A capa da Fanga de
Alves Redol, que se apresentou em Olhar as
Capas não é, obviamente, a da edição original da autoria de Fred
Kradolfer, mas é a capa que existe na Biblioteca da Casa.
Trata-se de uma encadernação feita pelo
meu avô paterno, com pano de retalhos de tecidos da Empresa Fabril do Norte, na
Senhora da Hora.
Tentarei explicar:
O meu avô paterno, Mário de seu nome,
que, orgulhosamente, se dizia republicano histórico, benfiquista e
anticlerical, foi toda a sua vida caixeiro-de-praça do J. Português das Silva,
na Rua da Betesga, vendendo pelas lojas de Lisboa, linhas e panos da Fábrica da
Senhora da Hora.
Ganhava uma miséria e todos os dias de
segunda a sábado, transportava uma enorme mala com as amostras.
Era um leitor compulsivo.
Um dia, sem qualquer tipo de
aprendizagem, nenhum aviso à navegação, mostrou um livro encadernado por ele:
a Fanga da
Alves Redol.
O meu pai, quando deu conta que a
capa de Fred Kradolfer já não existia, disse-lhe que não se podia fazer uma
coisa daquelas.
Lembro-me então de o ouvir dizer que a
capa de um livro é uma coisa sagrada e essa ideia registei-a para sempre.

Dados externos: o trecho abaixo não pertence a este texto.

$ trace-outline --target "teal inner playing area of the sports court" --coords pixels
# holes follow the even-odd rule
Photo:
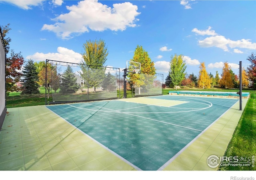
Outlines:
[[[154,99],[157,105],[152,105]],[[164,106],[160,100],[165,100]],[[170,102],[169,107],[168,100],[179,103]],[[157,96],[143,98],[142,103],[120,100],[47,107],[135,169],[162,170],[236,102],[237,99]],[[214,133],[217,132],[219,129]],[[214,141],[211,135],[200,140],[206,142],[206,147]],[[196,165],[193,161],[191,158],[190,167]]]

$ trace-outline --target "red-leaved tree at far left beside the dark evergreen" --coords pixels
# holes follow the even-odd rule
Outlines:
[[[6,58],[6,90],[17,91],[20,90],[15,84],[20,81],[22,77],[21,68],[24,63],[24,58],[21,52],[14,53],[11,50],[11,56]]]

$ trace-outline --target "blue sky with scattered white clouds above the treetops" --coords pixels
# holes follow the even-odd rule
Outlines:
[[[125,68],[137,45],[146,50],[156,72],[170,69],[170,56],[183,54],[188,74],[221,74],[228,62],[256,52],[256,1],[215,0],[0,0],[0,25],[10,23],[10,49],[25,60],[80,63],[86,40],[105,41],[107,66]]]

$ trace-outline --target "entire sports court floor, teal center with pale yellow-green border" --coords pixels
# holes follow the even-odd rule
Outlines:
[[[8,109],[0,170],[216,170],[242,114],[237,99],[133,99]]]

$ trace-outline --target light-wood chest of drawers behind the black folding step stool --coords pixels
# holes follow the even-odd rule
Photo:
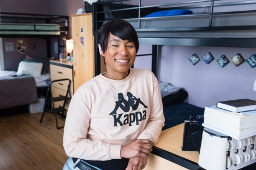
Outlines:
[[[66,61],[63,59],[60,60],[51,60],[50,61],[50,70],[51,70],[51,81],[57,79],[70,79],[71,80],[71,97],[73,96],[74,88],[73,88],[73,62]],[[65,96],[68,89],[68,81],[56,82],[52,83],[52,96]],[[59,105],[63,105],[64,101],[56,101],[55,107],[59,107]],[[68,109],[69,102],[67,101],[65,105],[65,109]]]

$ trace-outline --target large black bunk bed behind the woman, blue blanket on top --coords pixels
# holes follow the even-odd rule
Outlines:
[[[256,10],[230,11],[231,8],[229,8],[255,4],[256,1],[195,0],[150,6],[142,6],[141,0],[137,1],[138,5],[126,5],[122,2],[123,0],[109,0],[93,3],[95,75],[100,74],[100,54],[96,44],[97,31],[102,24],[116,18],[125,19],[133,25],[137,31],[139,44],[152,45],[151,53],[137,57],[152,56],[151,69],[155,75],[157,75],[158,45],[256,48]],[[213,12],[216,7],[226,7],[229,11]],[[189,15],[144,17],[152,12],[175,9],[194,9],[197,12]],[[198,12],[199,10],[201,12]],[[184,120],[189,119],[189,116],[204,114],[204,108],[184,102],[164,105],[163,111],[166,125],[162,130],[183,123]],[[171,152],[159,151],[157,147],[153,148],[152,153],[187,169],[200,168],[195,162]],[[254,164],[253,167],[255,166]]]

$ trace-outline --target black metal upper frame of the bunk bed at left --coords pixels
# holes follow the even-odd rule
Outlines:
[[[51,56],[50,48],[51,48],[51,37],[56,37],[58,42],[58,57],[60,54],[61,48],[64,48],[64,45],[60,44],[60,39],[65,38],[68,39],[68,16],[61,15],[41,15],[41,14],[22,14],[22,13],[11,13],[11,12],[0,12],[0,20],[1,23],[5,24],[19,24],[19,25],[28,25],[34,24],[34,29],[0,29],[0,31],[26,31],[28,34],[0,34],[0,37],[41,37],[46,39],[46,48],[47,48],[47,56]],[[29,32],[52,32],[56,30],[38,30],[36,29],[36,24],[59,24],[60,27],[60,35],[32,35]],[[56,27],[56,26],[55,26]]]

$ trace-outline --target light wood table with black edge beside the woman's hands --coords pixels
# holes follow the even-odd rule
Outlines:
[[[200,169],[197,164],[199,152],[181,150],[183,129],[184,124],[180,124],[162,131],[147,160],[145,170]]]

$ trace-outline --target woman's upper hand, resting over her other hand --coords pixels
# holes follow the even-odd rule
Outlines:
[[[152,151],[151,143],[152,142],[148,139],[137,139],[136,141],[121,147],[121,157],[134,158],[141,156],[143,158],[148,158]]]

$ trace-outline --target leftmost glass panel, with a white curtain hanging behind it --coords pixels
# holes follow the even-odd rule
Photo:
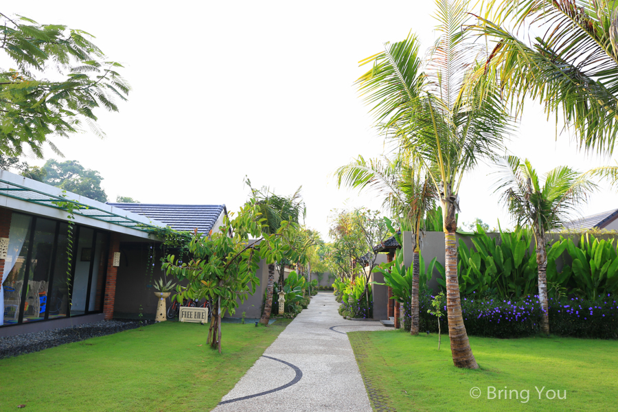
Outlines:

O meu avô ficou sem palavras, pegou no
livro e retirou-se, calmamente, com uma tristeza sem fim.
Entendeu o comentário, mas não mais
encadernou livros.
O meu pai ainda lhe disse que poderia
encadernar livros não ocultando as capas, mas nada o fez mudar de ideias.
Curiosamente, e não lembro qualquer
razão em especial – a capa colorida? Talvez! – foi este o primeiro livro
que li de Alves Redol.
Alves Redol fez questão de o dedicar aos fangueiros:
«Para vocês, fangueiros dos campos da
Golegã, escrevi êste livro. Que algum dia o possam ler e rectificar – porque o
romance da vossa vida só vocês o saberão escrever.»
1 comentário:
Só uma pessoa com grande sensibilidade sentiria o que o avô do Sammy certamente sentiu - são estas situações que fazem a beleza da vida e das pessoas -.
Obrigado Sammy por ter compartilhado tão linda história.